Hi there,
another beginners question, I'm afraid. Basically i want to selct the
maximum of values, that correspond to different variables. I have a table
of oil production that looks somewhat like this:
oil <- data.frame( YEAR = c(2011, 2012),
                   TX = c(20000, 30000),
                   CA = c(40000, 25000),
                   AL = c(20000,
21000),
                   ND = c(21000,60000))
Now I want to find out, which state produced most oil in a given year. I
tried this:
attach(oil)
last_year = oil[ c(YEAR == 2012), ]
max(last_year)
Which works, but it doesnt't give me the corresponding values (i.e. it just
gives me the maximum output, not what state its from).
So I tried this:
oil[c(oil == max(last_year)),]
and this:
oil[c(last_year == max(last_year)),]
and this:
oil[which.max(last_year),]
and this:
last_year[max(last_year),]
None of them work, but they don't give error messages either, the output is
just "NA". The problem is, in my eyes, that I'm comparing the
values of
different variables with each other.

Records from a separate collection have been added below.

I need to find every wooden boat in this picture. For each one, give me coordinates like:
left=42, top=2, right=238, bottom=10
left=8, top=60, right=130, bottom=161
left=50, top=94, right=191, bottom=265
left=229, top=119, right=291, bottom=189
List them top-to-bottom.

Because if i change the structure of
the dataframe (which I can't do with the real data, at least not with out
doing it by hand with a huge dataset), it looks like this and works
perfectly:
oil2 <- data.frame (
  names = c('YEAR', 'TX', 'CA', 'AL',
'ND'),
  oil_2011 = c(2011, 20000, 40000, 20000, 21000),
  oil_2012 = c(2012, 30000, 25000, 21000, 60000)
  )
attach(oil2)
oil2[c(oil_2012 == max(oil_2012)),]
Any help is much appreciated.
Thanks, Tim Umbach
	[[alternative HTML version deleted]]
Hi,
You may try:
unlist(lapply(seq_len(nrow(oil)),function(i) oil[i,-1][which.max(oil[i,-1])]))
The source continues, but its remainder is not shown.